Metal-containing polyurethanes from tetradentate Schiff bases: synthesis, characterization, and biocidal activities

N,N′-bis(salicylidene)thiosemicarbazide Schiff base has been synthesized by the reaction of thiosemicarbazide with salicylaldehyde and then reacted with formaldehyde to generate phenolic groups, resulting in the formation of Schiff-base monomeric ligand. It was further incorporated with transition metals, Mn+2, Co+2, Ni+2, Cu+2, and Zn+2, to form Schiff-base metal complex, which was then polymerized with toluene 2,4-diisocyanate to form metal-chelated polyurethanes. Monomeric ligand, its metal complexes, and its metal polychelates were characterized and compared by elemental analysis, FT-IR, 1H NMR, thermal, and biocidal activities to evaluate the enhancement in physical and chemical properties on coordination with metal and on polymerization. SEM images of ligand and polymer metal complexes showed changes in surface morphology, while electronic spectra of polymer metal complexes were used to predict the geometry. Antimicrobial activities were determined by using agar-diffusion method with Staphylococcus aureus, Escherichia coli, Bacillus subtilis (bacteria), Aspergillus niger, Candida albicans, and Aspergillus flavus (yeast).
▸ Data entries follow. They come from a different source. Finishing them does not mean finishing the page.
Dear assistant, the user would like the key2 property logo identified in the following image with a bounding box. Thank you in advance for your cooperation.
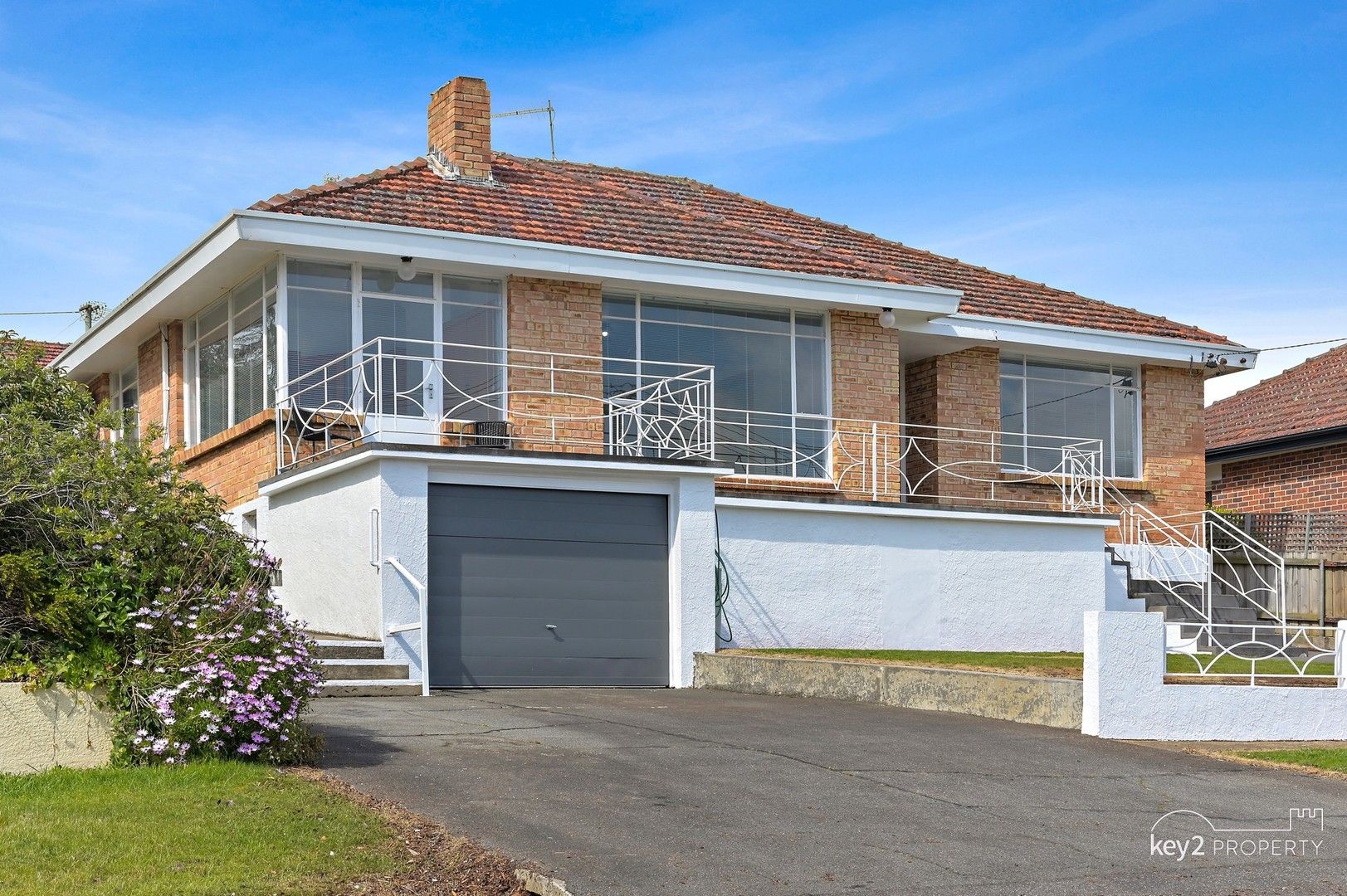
[1150,808,1324,862]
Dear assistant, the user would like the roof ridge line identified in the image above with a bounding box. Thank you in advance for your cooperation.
[512,156,921,292]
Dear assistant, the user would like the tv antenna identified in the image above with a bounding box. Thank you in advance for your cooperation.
[491,100,556,162]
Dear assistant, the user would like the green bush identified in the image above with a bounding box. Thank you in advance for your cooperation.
[0,334,320,762]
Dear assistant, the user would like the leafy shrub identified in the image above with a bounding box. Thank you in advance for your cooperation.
[0,334,320,762]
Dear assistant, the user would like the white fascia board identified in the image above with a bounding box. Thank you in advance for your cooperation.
[257,447,735,497]
[52,214,240,369]
[715,496,1118,528]
[902,314,1258,373]
[234,212,962,317]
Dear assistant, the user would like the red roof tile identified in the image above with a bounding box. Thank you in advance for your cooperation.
[252,153,1230,345]
[1206,345,1347,451]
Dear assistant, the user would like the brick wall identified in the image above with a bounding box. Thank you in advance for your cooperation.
[179,411,276,507]
[505,276,603,454]
[426,77,491,178]
[904,348,1001,503]
[815,310,902,499]
[1129,363,1207,516]
[1211,443,1347,514]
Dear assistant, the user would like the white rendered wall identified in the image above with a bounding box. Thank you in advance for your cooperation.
[718,499,1111,650]
[1081,613,1347,741]
[259,464,382,640]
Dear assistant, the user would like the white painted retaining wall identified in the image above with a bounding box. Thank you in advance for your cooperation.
[716,497,1115,650]
[257,464,382,640]
[1081,611,1347,741]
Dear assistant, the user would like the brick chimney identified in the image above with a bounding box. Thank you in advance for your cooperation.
[427,77,491,178]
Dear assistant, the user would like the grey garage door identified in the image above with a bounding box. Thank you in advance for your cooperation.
[427,485,670,687]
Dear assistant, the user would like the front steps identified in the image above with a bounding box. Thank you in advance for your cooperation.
[1105,547,1312,659]
[314,636,422,697]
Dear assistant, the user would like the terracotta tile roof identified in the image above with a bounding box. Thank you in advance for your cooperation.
[4,337,66,367]
[252,153,1230,345]
[1206,345,1347,451]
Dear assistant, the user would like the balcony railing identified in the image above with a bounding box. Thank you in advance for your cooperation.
[276,337,1103,511]
[276,337,714,470]
[715,408,1103,511]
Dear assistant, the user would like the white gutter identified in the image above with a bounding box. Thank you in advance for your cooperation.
[902,314,1258,373]
[234,212,963,317]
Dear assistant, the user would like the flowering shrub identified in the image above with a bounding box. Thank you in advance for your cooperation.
[0,334,320,762]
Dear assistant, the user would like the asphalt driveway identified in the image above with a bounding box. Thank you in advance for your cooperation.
[313,690,1347,896]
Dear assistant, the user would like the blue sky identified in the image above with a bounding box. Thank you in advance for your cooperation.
[0,0,1347,395]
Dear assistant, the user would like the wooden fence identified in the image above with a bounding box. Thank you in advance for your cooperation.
[1220,557,1347,626]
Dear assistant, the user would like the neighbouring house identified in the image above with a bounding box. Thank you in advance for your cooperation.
[50,78,1256,687]
[1207,345,1347,555]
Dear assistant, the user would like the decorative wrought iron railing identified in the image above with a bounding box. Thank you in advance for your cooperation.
[276,337,1103,511]
[276,337,715,470]
[1107,486,1286,626]
[1165,622,1347,687]
[715,408,1103,511]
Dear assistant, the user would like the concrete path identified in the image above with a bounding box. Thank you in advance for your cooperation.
[311,690,1347,896]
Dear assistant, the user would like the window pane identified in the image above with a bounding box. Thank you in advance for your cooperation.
[1105,389,1141,479]
[286,289,352,407]
[443,296,506,421]
[286,260,350,292]
[361,296,437,416]
[795,338,828,414]
[197,331,229,439]
[264,298,276,407]
[359,267,435,299]
[233,299,266,423]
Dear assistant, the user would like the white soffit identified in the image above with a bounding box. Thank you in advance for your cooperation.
[236,212,962,318]
[902,314,1258,376]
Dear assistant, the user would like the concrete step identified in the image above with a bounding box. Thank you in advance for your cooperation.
[320,658,409,682]
[314,637,384,660]
[318,679,420,697]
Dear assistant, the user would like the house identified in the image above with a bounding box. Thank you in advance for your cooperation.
[50,78,1256,687]
[1207,345,1347,553]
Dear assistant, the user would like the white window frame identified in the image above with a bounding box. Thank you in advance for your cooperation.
[182,259,284,446]
[997,352,1146,482]
[603,290,832,481]
[108,353,141,441]
[276,253,509,422]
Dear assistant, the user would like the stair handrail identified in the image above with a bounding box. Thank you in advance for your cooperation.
[1105,485,1286,628]
[1105,482,1213,626]
[381,557,430,697]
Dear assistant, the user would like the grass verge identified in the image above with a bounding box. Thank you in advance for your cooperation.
[0,762,517,896]
[725,647,1332,678]
[1234,747,1347,775]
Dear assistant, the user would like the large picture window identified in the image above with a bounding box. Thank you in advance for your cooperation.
[183,264,276,443]
[603,294,830,479]
[1001,354,1141,479]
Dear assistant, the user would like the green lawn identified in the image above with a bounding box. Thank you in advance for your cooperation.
[1235,747,1347,772]
[727,647,1334,678]
[0,762,395,896]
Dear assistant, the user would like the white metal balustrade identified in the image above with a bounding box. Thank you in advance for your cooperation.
[276,337,715,470]
[276,337,1103,511]
[715,408,1103,511]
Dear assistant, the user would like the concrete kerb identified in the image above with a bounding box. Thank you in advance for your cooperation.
[694,654,1081,732]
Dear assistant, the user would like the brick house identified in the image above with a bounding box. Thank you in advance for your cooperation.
[50,78,1256,689]
[1207,345,1347,514]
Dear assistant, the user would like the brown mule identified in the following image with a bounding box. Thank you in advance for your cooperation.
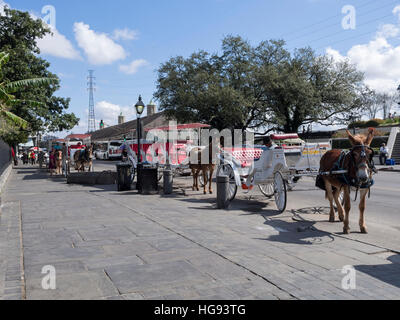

The polymeric ligand had varied antibacterial and antifungal activities, enhanced after chelation and polymerization. Comparative results show that coordination of metal to the ligand enhances its physical and chemical properties which were meliorated on polymerization.

Synthesis, characterization and biocidal activities of Schiff base polychelates containing polyurethane links in the main chain.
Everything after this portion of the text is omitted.